Der Fellbacher Markus Heid baut in einem Weinberg am Kappelberg wie einst alte Tomatensorten an – die auf große Nachfrage stoßen. Warum er zum Gemüseexperten wurde.

Dass im Weinberg auch Gemüse wächst, war einst normal. „Die Familien waren Selbstversorger und haben jedes Stückchen Land genutzt“, sagt Markus Heid. Der Bio-Wengerter hat die Tradition der Vorfahren wieder aufgegriffen und erntet jetzt die ersten Früchte.

 

240 Tomaten hat Heid im Mai im Lämmler gesetzt, der besten Lage am Kappelberg.
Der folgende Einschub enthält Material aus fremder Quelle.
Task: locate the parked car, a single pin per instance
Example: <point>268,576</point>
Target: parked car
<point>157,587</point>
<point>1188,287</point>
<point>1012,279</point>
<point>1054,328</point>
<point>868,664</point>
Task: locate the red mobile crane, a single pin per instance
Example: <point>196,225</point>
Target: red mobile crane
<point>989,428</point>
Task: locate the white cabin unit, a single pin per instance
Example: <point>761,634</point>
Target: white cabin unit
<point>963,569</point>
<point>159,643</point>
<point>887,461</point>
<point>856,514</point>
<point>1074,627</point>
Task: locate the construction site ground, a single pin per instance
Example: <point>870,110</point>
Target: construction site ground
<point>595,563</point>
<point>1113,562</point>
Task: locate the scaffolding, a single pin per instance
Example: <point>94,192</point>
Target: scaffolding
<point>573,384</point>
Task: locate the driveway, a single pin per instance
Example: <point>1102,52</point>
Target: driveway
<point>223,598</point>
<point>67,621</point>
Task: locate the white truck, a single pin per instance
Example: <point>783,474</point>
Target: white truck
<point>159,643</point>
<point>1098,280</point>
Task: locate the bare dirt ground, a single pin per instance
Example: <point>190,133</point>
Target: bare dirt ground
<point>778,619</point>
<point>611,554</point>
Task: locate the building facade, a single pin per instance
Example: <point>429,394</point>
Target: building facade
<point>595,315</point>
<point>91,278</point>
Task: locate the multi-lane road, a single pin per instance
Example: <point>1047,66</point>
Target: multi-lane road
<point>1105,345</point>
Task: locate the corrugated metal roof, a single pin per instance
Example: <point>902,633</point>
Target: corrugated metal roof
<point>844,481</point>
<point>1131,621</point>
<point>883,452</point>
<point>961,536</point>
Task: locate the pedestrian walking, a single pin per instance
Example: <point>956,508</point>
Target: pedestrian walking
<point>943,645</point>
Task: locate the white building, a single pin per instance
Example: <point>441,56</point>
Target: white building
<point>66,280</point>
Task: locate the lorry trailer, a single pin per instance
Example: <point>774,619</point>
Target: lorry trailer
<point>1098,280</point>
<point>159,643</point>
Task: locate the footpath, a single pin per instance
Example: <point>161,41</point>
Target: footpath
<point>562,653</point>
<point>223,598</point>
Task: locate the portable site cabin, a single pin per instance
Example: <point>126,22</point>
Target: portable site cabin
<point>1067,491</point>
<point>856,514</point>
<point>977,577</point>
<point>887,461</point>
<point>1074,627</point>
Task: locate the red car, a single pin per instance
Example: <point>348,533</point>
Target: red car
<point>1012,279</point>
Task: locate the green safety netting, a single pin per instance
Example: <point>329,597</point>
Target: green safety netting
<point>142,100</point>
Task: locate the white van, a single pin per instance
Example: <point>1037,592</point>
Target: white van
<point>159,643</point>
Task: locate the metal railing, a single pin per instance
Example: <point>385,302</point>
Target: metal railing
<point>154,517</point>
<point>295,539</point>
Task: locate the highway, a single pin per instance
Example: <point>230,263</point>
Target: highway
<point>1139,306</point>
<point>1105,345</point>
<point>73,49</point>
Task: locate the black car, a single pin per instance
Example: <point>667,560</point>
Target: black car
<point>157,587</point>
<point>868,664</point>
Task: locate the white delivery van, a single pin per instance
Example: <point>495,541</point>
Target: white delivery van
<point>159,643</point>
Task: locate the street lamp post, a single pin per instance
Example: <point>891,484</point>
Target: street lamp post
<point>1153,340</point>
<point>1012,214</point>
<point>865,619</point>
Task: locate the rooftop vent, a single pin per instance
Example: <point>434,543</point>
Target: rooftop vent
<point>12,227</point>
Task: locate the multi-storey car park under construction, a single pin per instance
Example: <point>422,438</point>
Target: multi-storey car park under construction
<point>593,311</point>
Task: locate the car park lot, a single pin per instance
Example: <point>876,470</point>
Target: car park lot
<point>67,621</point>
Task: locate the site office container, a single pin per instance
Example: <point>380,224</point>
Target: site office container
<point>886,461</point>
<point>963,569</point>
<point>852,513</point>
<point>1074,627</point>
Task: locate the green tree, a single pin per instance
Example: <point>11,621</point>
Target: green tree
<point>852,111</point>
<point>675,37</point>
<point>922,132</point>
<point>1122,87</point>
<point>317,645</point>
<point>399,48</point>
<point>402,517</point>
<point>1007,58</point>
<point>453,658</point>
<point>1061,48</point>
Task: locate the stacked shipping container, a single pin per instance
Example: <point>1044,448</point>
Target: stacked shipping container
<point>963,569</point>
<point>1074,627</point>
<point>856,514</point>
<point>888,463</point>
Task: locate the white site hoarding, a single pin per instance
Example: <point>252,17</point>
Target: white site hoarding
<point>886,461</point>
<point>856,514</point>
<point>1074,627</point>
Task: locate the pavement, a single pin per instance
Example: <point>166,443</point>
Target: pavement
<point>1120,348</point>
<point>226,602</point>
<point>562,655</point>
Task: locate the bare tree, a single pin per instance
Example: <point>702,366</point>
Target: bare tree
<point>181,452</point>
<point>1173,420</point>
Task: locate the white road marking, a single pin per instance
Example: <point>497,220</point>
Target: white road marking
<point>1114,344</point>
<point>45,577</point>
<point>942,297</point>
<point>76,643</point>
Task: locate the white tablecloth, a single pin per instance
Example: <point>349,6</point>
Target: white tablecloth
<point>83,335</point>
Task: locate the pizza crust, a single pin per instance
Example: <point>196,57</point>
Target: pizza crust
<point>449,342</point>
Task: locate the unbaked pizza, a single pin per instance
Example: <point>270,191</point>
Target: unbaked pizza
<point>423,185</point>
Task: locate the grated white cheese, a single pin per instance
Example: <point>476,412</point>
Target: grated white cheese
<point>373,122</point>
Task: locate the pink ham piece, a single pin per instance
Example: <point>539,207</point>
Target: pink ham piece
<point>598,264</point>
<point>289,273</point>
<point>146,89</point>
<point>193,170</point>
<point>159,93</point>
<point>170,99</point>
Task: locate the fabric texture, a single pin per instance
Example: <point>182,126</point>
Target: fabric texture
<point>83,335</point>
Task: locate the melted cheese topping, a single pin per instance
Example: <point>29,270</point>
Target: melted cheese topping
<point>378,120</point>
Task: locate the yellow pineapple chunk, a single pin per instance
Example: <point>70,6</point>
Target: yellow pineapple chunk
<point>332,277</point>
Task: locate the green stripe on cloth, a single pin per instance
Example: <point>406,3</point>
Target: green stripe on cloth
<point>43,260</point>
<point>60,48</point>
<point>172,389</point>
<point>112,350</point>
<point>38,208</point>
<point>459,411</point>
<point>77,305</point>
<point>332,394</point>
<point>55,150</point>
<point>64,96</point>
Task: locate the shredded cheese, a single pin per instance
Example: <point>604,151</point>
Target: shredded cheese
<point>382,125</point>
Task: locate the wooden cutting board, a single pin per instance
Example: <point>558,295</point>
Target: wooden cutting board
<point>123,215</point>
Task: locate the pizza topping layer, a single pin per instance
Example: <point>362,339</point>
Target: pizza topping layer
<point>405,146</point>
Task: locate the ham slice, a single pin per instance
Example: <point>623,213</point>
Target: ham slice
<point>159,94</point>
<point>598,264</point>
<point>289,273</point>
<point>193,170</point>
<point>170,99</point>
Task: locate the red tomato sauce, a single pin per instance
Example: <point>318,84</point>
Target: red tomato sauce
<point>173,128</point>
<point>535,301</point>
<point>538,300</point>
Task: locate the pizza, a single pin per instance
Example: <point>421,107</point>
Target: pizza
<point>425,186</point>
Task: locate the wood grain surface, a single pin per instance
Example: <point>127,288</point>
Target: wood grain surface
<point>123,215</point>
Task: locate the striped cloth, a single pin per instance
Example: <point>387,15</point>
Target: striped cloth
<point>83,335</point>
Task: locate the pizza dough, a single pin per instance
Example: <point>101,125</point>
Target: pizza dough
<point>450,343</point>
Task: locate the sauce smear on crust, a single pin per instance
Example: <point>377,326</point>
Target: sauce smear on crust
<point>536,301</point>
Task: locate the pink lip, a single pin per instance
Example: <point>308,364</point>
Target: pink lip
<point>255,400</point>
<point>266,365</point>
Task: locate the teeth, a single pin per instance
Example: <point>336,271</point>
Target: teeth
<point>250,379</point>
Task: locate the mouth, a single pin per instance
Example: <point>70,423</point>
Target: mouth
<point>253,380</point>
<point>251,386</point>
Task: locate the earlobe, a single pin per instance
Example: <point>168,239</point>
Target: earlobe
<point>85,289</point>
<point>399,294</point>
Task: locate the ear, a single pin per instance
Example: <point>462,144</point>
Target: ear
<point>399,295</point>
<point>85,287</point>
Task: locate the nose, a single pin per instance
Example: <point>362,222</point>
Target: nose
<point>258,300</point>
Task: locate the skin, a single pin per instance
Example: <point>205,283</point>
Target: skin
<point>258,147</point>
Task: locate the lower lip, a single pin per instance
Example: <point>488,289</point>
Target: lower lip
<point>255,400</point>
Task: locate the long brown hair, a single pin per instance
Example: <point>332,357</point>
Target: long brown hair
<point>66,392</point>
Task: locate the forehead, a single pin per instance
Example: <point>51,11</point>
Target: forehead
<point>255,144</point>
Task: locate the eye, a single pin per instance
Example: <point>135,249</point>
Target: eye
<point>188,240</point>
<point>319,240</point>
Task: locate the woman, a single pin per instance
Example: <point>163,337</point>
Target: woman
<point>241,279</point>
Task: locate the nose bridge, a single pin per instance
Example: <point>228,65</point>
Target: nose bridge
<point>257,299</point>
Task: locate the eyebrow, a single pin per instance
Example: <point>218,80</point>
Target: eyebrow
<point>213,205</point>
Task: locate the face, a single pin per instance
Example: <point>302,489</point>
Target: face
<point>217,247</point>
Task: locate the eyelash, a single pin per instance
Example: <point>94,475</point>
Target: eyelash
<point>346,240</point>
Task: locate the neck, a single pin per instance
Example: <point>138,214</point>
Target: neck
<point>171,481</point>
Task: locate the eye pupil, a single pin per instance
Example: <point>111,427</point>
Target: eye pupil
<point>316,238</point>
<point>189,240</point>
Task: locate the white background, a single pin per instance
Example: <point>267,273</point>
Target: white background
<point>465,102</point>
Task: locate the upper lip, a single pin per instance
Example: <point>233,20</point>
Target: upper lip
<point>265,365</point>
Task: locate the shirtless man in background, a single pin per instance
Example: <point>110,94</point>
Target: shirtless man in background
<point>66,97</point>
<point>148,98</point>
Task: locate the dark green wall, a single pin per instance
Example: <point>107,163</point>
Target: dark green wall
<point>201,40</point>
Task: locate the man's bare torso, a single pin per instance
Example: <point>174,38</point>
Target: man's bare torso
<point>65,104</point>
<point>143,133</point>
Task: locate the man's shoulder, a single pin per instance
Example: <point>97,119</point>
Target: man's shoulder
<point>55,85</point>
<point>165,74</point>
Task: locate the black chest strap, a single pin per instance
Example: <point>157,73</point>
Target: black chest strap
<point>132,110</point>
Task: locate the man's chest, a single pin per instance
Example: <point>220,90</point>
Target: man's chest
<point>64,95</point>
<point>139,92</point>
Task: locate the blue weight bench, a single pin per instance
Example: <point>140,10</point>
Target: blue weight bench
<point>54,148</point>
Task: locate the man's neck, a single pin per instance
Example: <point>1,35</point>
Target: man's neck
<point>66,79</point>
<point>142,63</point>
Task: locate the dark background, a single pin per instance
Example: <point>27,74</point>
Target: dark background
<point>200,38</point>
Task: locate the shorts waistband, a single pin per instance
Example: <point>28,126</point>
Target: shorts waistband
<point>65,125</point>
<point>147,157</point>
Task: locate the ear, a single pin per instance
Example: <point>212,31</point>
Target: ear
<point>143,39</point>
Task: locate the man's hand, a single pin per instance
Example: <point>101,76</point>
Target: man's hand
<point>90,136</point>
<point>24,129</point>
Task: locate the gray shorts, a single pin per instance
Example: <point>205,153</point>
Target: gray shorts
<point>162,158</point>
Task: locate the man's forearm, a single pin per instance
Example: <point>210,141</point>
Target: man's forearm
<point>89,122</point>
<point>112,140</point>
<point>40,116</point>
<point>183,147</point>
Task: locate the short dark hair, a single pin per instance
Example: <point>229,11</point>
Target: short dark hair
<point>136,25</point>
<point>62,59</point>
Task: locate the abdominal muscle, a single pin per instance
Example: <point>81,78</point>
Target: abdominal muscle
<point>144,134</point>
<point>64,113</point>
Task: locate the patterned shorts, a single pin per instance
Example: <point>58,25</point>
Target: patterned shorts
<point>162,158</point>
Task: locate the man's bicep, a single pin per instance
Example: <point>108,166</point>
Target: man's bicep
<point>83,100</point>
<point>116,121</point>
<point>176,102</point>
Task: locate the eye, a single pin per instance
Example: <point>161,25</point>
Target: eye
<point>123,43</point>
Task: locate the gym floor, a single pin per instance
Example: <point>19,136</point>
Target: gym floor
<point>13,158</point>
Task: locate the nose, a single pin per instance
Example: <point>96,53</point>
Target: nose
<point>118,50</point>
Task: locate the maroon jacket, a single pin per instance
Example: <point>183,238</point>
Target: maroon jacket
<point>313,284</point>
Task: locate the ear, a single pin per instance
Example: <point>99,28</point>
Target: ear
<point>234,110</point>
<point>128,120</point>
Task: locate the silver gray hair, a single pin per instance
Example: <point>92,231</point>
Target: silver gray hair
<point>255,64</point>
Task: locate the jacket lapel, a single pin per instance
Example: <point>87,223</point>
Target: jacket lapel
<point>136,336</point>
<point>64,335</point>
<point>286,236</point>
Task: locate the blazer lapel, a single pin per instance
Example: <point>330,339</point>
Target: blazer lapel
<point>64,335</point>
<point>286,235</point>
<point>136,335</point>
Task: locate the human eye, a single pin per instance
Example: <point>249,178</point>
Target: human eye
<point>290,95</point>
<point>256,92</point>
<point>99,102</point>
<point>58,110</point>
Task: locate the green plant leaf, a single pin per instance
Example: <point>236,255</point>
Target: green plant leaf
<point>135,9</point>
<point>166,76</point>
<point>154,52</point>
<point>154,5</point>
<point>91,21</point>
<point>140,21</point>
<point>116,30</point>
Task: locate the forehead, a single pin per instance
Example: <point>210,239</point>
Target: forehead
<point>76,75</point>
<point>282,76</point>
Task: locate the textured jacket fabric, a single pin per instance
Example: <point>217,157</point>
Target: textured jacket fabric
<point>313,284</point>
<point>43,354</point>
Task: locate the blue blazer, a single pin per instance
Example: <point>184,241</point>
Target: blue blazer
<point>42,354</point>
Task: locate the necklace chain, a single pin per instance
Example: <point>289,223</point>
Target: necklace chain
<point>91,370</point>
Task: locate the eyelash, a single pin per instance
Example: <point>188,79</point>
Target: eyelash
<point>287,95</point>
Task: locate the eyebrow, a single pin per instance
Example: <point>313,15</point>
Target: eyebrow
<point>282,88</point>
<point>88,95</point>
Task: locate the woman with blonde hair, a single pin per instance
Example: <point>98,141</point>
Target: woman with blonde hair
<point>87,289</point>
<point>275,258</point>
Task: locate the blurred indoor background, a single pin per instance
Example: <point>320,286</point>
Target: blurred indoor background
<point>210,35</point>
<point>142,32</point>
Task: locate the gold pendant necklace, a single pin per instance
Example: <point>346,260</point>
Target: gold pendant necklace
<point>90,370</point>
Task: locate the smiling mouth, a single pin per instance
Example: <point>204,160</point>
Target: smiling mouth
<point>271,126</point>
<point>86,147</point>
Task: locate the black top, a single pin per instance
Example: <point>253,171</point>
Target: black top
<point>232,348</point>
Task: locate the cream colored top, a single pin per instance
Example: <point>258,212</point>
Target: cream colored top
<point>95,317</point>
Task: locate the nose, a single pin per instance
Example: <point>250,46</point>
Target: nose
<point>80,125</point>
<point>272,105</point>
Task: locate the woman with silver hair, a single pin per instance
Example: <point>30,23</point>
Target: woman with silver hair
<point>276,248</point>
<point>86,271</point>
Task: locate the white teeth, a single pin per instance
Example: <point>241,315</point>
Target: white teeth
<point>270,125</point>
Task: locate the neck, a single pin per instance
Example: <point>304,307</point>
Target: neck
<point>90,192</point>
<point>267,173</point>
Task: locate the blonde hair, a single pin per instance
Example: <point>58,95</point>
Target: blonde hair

Dort wachsen die Pflanzen zwischen jungen Lemberger-Reben, das fürs Anbinden nötige Drahtgerüst ist ohnehin vorhanden. Heid wollte alte Sorten pflanzen. Sie tragen Namen, die schon bei der Aussprache dem Gaumen schmeicheln: Noir de Crimé, San Marzano und Berner Rose. Sie sehen teils wie Gemälde aus – grün, marmoriert, in rötlichem Dunkelbraun oder elegantem Pastell-Rosa, das ins zarte Orange tendiert. Ihre Haut ist mal glänzend, glatt oder samtig, zart und weich. Ihre Formen reichen von klein bis XXL, sie sind kugelig rund, prall und knubbelig, oval, länglich oder apfelgroß. Leichtgewichte wie die Cocktailtomate gedeihen im Rebhang ebenso wie das für einen ordentlichen Salat reichende Ochsenauge. Dass wie beim Wein auch bei der Tomate jede Sorte ein unverwechselbares Aroma besitzt, hat Heid und seine Leute überzeugt. Selbst die „Sacher“ halte mit ihrem fast schon ins schokoladige gehenden Geschmack, was ihr Name verspricht.

Die Idee mit den Tomaten kam im Winter auf, als es bei einer Teamsitzung ums Thema Biodiversität im Weinberg ging. Der neu angepflanzte Rebhang im Lämmler bot sich für einen Versuch an, Erfahrung mit der in Österreich als Paradiesapfel bezeichneten Frucht hatte aber niemand. Jetzt hat das Tomaten-Fieber alle gepackt, auch Sohn Jonas, gerade aus den Abruzzen von einem Weinbau-Praktikum zurück. Regelmäßig müssen die Pflanzen „ausgegeizt“ werden, die in den Blattachseln wachsenden Nebentriebe werden entfernt.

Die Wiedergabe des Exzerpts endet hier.